18.08.1997

Afrika, nein danke!

Keith B. Richburg, ein schwarzer Amerikaner, will nichts mit der Heimat seiner Urväter zu tun haben.
Richburg, 39, war von 1991 bis 1994 Afrika-Bürochef der WASHINGTON POST mit Sitz in Nairobi. Jetzt schreibt er für die Zeitung aus Hongkong. In seinem Buch "Out of America" rechnet er mit dem Schwarzen Kontinent ab.
Ich bin es leid weiterzulügen. Ich bin diese Ignoranz und Heuchelei über Afrika satt. Ich habe drei Jahre zwischen seinen Leichen gelebt. Ich bekam eine AK-47 gegen meine Schläfe gedrückt; ich sprach mit macheteschwingenden Hutu-Milizen, deren T-Shirts noch vom Blut ihrer Opfer bespritzt waren; ich erlebte eine Choleraepidemie in Zaire, eine Hungersnot in Somalia, einen Bürgerkrieg in Liberia. Ich sah Städte zu Schutt gebombt und andere Städte zu Müllhalden reduziert - weil ihre Führer sie verrotten ließen, beschäftigt damit, Milliarden von Dollar auf ihre Auslandskonten zu transferieren.
Afrika, Mutter Afrika, wird uns Afroamerikanern oft als eine Art schwarzes Walhalla vorgehalten, wo die Abkömmlinge von Sklaven begeistert willkommen geheißen würden und schwarze Männer und Frauen in wahrer Würde leben könnten.

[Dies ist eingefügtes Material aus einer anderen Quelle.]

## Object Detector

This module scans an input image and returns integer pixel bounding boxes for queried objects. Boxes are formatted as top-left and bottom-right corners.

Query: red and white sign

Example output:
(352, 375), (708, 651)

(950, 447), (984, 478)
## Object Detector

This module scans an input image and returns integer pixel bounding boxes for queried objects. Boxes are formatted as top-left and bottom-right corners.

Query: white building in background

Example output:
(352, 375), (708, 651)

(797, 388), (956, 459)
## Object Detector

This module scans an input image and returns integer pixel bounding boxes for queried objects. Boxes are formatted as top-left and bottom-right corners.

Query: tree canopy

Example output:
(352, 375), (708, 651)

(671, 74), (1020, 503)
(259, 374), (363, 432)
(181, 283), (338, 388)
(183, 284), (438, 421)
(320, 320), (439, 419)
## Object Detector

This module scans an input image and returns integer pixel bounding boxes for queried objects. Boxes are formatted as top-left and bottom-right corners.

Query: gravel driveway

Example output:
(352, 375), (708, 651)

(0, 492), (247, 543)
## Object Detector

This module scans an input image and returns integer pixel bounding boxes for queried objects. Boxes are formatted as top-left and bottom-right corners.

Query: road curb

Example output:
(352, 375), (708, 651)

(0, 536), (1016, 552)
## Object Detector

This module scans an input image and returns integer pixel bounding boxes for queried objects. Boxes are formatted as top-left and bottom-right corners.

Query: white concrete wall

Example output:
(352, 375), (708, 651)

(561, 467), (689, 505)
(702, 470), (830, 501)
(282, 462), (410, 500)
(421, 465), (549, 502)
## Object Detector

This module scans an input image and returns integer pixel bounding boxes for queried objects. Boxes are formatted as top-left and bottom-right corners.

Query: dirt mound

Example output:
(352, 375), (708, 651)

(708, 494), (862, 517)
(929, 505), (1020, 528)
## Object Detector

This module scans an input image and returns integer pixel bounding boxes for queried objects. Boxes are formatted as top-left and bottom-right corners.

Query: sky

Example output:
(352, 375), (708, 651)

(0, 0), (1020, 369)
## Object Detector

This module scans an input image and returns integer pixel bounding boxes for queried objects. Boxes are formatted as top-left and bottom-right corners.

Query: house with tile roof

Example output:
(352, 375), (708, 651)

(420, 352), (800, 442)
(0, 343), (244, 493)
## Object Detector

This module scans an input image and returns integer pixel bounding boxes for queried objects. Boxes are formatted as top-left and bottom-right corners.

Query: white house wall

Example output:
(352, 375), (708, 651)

Ach ja? Erzählen Sie mir etwas über Afrika und meine schwarzen Wurzeln, und ich spucke Ihnen die Worte zurück ins Gesicht.
Wäre Malcolm X noch am Leben, er würde mich vielleicht einen dieser Schwarzen nennen, die durch die "Gehirnwäsche" der Weißen gegangen sind. Das macht es so schmerzlich für mich aufzuschreiben, was man so leicht mißverstehen könnte:
Glauben Sie mir, ich hasse Afrika und seine Menschen nicht. Was ich hasse, ist die Brutalität, die Vergeudung menschlichen Lebens, die Ungerechtigkeit, mit der diktatorische Regime den Menschen ihre Würde rauben.
Ich hasse es, wenn mein Fahrer in Somalia sich weigert anzuhalten, damit ich einer verdurstenden Frau eine Wasserflasche reichen kann. Ich hasse die Kids mit ihren lässig übergeworfenen Maschinengewehren, die nur so zum Spaß auf die Alten einschlagen, die sich an einer Hilfsstation nach einer Handvoll Haferschleim angestellt haben. Ich hasse den Big Man, der seine ganze Regierung und das diplomatische Korps in sengender Hitze am Flughafen antreten läßt, um sich zu irgendeiner Auslandsreise verabschieden zu lassen. Ich hasse den Beamten des Diktators, der mich belehrt, daß "die Weißen" sein Land in den Ruin getrieben hätten.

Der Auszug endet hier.